With a nearly 40% share, CPSEs have in recent years been the main pillar of public capex and have largely kept pace, even as the other two segments — central budget (25%) and states (35%) faltered.
Worried over slowdown in capex by the central public sector enterprises (CPSEs), finance minister Nirmala Sitharaman on Thursday asked select seven CPSEs to accelerate spending to achieve 50% of their FY21 capex target by the end of September quarter (Q2). These PSUs had achieved only 14% of annual capex target in Q1.
In a video conference with the second batch of CMDs of the CPSEs, Sitharaman asked the secretaries of administrative ministries concerned and the chairman railway board to closely monitor the performance of CPSEs in order to ensure expenditure of 50% of capital outlay by the end-Q2 of FY21 and make appropriate plan for it, finance ministry said in a statement.
Given that these seven CPSEs belonging to civil aviation, steel and railways have achieved only 14% in Q1FY21, achieving 50% will be a tough task given Covid-19 pandemic and back-loading of capex expenditure (usually 75% capex is incurred in H2 of a year).
These seven CPSEs achieved Rs 3,557 crore (14% of FY21 target) compared with Rs 3,878 crore (13%) in the year ago quarter.
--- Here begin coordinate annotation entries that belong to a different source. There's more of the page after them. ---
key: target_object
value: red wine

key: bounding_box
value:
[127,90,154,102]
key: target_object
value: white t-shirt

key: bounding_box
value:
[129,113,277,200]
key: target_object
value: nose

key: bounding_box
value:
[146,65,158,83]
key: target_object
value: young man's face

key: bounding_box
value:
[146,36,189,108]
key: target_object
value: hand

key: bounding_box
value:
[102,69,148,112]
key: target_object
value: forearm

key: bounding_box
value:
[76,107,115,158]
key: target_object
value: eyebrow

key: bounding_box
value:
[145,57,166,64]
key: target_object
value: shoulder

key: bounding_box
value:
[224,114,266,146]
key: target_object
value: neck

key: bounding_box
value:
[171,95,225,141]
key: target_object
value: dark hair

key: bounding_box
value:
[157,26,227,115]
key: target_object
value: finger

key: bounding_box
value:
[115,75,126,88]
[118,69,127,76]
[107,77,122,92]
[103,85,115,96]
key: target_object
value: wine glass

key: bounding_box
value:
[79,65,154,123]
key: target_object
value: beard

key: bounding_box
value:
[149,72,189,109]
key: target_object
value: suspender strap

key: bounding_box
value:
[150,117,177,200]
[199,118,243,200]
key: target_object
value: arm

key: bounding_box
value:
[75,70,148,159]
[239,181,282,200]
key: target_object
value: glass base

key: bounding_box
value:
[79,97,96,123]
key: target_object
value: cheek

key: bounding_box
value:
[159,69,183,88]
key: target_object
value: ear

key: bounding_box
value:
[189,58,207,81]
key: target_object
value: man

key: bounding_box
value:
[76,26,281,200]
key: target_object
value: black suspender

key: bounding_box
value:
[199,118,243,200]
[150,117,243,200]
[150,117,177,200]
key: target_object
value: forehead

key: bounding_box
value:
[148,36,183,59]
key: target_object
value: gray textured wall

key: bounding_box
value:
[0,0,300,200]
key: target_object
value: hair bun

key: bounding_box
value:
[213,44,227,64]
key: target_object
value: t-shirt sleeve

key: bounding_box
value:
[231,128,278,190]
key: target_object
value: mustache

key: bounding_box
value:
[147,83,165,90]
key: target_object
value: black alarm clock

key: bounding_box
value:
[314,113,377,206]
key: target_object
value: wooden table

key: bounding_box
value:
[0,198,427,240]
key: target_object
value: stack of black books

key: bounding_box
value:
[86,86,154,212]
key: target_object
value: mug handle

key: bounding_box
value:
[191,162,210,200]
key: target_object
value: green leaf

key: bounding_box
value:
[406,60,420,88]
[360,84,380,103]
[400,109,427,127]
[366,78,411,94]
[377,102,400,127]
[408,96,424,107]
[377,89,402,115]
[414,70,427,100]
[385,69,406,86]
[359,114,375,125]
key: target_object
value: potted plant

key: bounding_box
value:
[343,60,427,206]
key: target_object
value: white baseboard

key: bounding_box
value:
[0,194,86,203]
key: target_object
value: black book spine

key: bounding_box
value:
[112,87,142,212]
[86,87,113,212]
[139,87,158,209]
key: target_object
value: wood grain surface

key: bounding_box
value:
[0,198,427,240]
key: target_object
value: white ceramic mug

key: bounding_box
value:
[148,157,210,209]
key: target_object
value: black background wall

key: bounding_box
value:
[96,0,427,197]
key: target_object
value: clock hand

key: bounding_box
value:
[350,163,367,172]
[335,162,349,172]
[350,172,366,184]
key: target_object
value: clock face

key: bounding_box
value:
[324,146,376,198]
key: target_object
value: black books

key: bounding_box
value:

The combined capex target for FY21 for these seven CPSEs is Rs 24,663 crore. In FY20, these CPSEs achieved 85% of their capex target of Rs 30,420 crore. Sitharaman said that unresolved issues should be flagged immediately to the departments of economic affairs, public enterprises, and investment and public asset management for immediate action on them, the ministry said. FM will now hold such review meetings on the performance of capex of CPSEs every month, scoring the urgency to revive economic activity.
On their part, the CPSEs flagged constraints being faced by them especially due to covid-19 pandemic. On July 7, Sitharaman had reviewed the capex performance of 23 CPSEs in Q1FY21. According to sources, the government is worried over capital expenditure performance by CPSEs and other state-run entities like NHAI and railways, which have nearly halved from the trend level in the April-June quarter.
Though this may still be better than the performance of private sector entities during the period, the development could have a serious debilitating effect on the economy, as the bureaucracy-ridden state-run firms would take longer than others to re-deploy capex once it is slowed down.
With a nearly 40% share, CPSEs have in recent years been the main pillar of public capex and have largely kept pace, even as the other two segments — central budget (25%) and states (35%) faltered. According to official sources, all 250 CPSEs among themselves spent just 7% of their annual target in Q1FY21, compared with the trend of spending 15% of annual target or thereabouts in the first quarter.